The skills that students develop through the Extended Project are directly relevant to and useful for university-level study. Students can refer to the Extended Project in their UCAS personal statements and at interview to demonstrate some of the qualities that universities are looking for. Some universities will make an offer which will include the EP with reduced A level requirements.

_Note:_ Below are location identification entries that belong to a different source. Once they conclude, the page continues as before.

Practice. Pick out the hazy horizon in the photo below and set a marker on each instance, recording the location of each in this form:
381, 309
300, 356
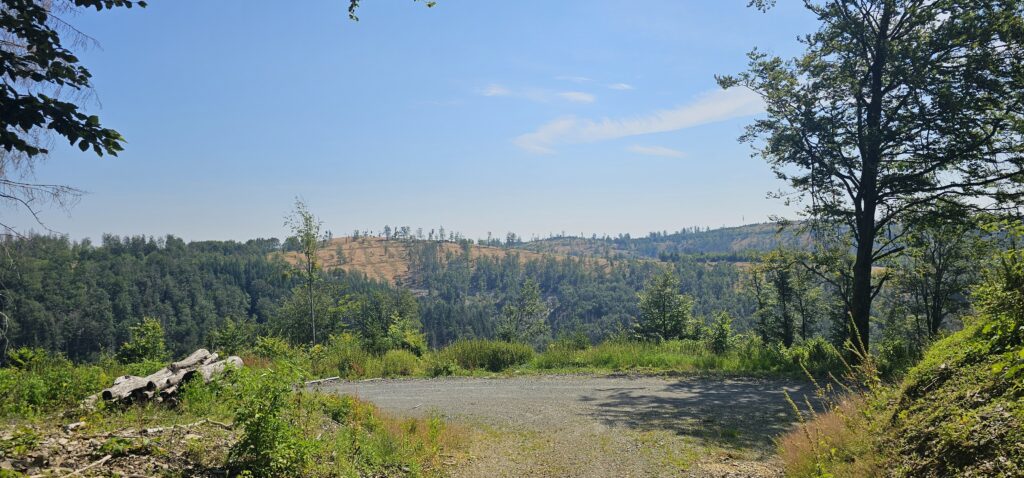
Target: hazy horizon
525, 117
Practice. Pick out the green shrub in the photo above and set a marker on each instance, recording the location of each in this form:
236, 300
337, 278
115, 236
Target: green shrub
558, 355
346, 352
487, 354
48, 383
441, 366
816, 354
720, 333
269, 444
146, 343
273, 348
399, 363
28, 357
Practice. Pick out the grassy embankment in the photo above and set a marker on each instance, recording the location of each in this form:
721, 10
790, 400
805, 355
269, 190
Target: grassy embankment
957, 413
252, 422
744, 355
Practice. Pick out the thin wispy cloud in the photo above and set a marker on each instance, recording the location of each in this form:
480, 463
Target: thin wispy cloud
577, 96
574, 79
495, 90
655, 150
537, 95
710, 107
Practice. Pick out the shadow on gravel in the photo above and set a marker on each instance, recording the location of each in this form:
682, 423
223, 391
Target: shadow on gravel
729, 414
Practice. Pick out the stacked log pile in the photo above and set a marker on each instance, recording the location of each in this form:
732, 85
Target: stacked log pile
164, 384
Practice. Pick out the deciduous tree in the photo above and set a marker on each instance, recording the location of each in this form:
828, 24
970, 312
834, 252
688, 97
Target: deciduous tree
896, 105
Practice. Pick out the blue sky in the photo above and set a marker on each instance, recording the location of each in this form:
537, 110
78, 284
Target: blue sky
537, 117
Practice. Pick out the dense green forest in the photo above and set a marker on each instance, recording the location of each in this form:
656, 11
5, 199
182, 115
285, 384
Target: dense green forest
735, 244
80, 298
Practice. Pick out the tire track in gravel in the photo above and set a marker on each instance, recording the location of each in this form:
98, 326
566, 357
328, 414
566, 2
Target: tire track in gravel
585, 426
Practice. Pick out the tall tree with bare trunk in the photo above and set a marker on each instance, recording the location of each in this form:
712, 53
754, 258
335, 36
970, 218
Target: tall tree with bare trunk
894, 107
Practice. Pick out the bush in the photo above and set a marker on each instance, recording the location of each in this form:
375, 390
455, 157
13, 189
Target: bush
273, 348
720, 334
146, 343
46, 383
269, 444
487, 354
816, 354
399, 363
347, 353
441, 366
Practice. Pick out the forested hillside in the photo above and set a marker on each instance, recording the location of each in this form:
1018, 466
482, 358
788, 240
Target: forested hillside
80, 298
731, 243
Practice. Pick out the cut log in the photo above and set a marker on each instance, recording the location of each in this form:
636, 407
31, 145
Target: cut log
195, 359
158, 379
210, 370
164, 384
125, 388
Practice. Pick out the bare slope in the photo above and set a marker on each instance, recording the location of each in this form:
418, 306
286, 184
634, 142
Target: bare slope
390, 261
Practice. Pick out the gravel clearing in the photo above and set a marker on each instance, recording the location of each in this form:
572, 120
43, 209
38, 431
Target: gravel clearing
584, 426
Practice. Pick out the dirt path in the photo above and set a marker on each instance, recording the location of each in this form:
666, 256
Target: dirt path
602, 426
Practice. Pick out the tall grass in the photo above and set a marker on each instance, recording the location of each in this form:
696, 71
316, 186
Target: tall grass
485, 354
749, 355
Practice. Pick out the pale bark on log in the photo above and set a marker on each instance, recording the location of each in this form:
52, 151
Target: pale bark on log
165, 383
210, 370
125, 388
196, 358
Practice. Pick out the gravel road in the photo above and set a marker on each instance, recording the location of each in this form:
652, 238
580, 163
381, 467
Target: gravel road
601, 426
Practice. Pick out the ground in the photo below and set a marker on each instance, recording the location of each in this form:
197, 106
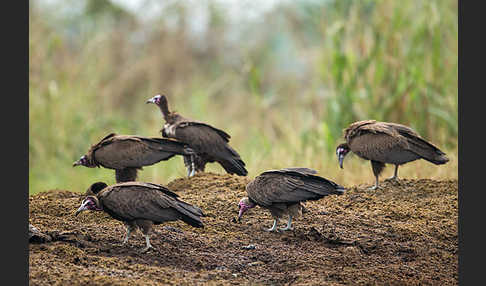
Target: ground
402, 234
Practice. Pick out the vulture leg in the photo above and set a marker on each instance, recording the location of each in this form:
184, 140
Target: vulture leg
395, 175
193, 168
147, 241
146, 227
289, 224
130, 228
274, 227
377, 168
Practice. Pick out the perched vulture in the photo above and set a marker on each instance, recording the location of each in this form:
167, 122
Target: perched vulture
140, 205
127, 154
210, 144
384, 142
282, 191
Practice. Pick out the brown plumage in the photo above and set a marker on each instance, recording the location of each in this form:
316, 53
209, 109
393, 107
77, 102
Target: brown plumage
282, 191
210, 144
385, 142
127, 154
140, 205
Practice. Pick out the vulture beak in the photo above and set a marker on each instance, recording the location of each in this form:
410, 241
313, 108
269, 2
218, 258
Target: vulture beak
151, 100
240, 214
341, 159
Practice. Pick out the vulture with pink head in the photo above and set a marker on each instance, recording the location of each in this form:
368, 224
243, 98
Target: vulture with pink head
282, 192
126, 154
140, 206
209, 144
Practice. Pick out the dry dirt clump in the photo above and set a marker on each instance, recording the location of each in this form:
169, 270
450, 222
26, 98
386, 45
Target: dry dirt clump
402, 234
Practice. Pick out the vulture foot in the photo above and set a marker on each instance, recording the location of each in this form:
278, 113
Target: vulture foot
147, 248
392, 178
274, 227
375, 187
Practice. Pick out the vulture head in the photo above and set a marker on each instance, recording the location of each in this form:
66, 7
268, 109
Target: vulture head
95, 188
156, 99
244, 205
341, 151
90, 203
161, 102
84, 161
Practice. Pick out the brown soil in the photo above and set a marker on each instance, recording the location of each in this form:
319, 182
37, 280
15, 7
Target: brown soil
402, 234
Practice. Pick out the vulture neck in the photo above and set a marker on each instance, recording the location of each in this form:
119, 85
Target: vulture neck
164, 108
99, 207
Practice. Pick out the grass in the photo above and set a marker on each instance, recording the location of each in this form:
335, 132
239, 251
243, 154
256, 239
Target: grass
284, 90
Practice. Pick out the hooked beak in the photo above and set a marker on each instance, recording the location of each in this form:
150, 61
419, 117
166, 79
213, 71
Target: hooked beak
240, 213
151, 100
341, 159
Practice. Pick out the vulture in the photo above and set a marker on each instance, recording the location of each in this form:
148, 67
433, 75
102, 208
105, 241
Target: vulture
385, 142
127, 154
209, 144
282, 191
140, 205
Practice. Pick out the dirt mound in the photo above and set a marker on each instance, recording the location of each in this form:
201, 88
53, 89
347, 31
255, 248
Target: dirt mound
402, 234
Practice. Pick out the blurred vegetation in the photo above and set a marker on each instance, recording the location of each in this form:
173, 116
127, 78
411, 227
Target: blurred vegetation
283, 85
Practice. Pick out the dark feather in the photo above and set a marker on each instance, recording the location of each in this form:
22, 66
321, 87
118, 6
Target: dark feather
289, 187
145, 201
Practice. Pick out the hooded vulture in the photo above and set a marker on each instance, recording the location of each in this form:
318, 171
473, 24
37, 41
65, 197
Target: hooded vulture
384, 142
140, 205
210, 144
126, 154
282, 191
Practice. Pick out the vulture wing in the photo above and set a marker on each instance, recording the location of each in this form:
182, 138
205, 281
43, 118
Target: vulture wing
389, 143
290, 186
205, 139
134, 200
130, 151
420, 146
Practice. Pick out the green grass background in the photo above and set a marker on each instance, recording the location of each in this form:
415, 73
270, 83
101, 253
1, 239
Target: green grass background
284, 85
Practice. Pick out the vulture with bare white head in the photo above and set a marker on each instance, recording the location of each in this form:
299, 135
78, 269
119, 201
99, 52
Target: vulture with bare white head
210, 144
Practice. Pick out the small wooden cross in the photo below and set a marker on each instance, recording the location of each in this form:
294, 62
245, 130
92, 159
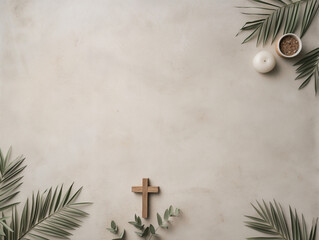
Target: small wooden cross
145, 190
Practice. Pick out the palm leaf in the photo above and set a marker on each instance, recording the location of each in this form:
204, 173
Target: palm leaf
308, 68
10, 181
274, 16
273, 224
50, 214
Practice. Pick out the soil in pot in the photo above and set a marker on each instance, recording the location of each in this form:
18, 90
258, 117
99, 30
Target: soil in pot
289, 45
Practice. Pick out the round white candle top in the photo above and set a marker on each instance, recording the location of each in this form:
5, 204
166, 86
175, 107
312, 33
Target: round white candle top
264, 62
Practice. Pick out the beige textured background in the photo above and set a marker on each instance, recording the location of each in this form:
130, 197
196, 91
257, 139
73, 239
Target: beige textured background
106, 92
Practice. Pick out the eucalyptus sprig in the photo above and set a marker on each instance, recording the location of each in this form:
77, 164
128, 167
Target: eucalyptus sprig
114, 229
273, 16
309, 69
147, 232
273, 224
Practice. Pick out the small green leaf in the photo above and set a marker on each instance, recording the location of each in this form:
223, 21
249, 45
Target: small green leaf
113, 225
152, 229
166, 215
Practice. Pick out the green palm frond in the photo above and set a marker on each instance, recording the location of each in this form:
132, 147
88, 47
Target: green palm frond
51, 214
309, 68
273, 224
276, 15
10, 179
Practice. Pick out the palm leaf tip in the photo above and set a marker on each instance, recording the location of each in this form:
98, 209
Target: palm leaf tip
278, 16
273, 224
49, 214
308, 68
10, 179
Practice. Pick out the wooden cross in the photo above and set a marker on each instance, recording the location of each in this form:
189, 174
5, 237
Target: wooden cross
145, 190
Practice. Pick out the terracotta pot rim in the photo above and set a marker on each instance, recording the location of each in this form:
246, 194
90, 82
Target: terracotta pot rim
278, 47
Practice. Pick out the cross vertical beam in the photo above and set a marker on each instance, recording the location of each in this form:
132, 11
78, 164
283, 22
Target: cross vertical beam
145, 189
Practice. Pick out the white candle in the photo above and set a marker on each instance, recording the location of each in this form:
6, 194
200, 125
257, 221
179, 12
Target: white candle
264, 62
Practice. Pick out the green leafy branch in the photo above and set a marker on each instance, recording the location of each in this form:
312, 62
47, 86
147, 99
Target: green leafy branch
114, 229
53, 213
147, 232
272, 221
10, 181
309, 69
276, 15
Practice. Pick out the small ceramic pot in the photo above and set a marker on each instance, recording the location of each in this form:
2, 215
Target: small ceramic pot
278, 50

Year 12 students receive a short taught programme initially, with input from the University of Southampton, covering topics such as critical thinking, academic writing, referencing, research skills and giving effective presentations. We are also able to use the University’s facilities including the library to allow students access to a far larger scale of resources. They are allocated a teacher-assessor, who they will work with throughout the project, meeting regularly to discuss progress ensuring high standards are achieved. However, the project is the student’s responsibility and it is for them to motivate and manage themselves effectively.

What makes the Extended Project an exciting choice for students is the ability to decide on their topic of learning. They may decide to select a research question directly relating to their proposed university study or something completely different from their A level studies. It cannot be a topic that they are studying as part of their subjects unless they can demonstrate a much deeper development. The EPQ amounts to about 120 hours of learning, the taught programme consisting of about 40.

Examples of recent Extended Projects undertaken by BWS students:

  • To what extent were Nazi functionaries willing participants in the Holocaust or were they merely following orders?
  • Can genetic engineering prevent mental disease?
  • Is capsaicin an acceptable performance enhancing drug?
  • Can I write a song using popular 80/90s Alt-rock and Indie rock influences such as the Red Hot Chili Peppers, Weezer and Radiohead?
  • By what methods have Supreme New York established their position as a leading brand in the streetwear market?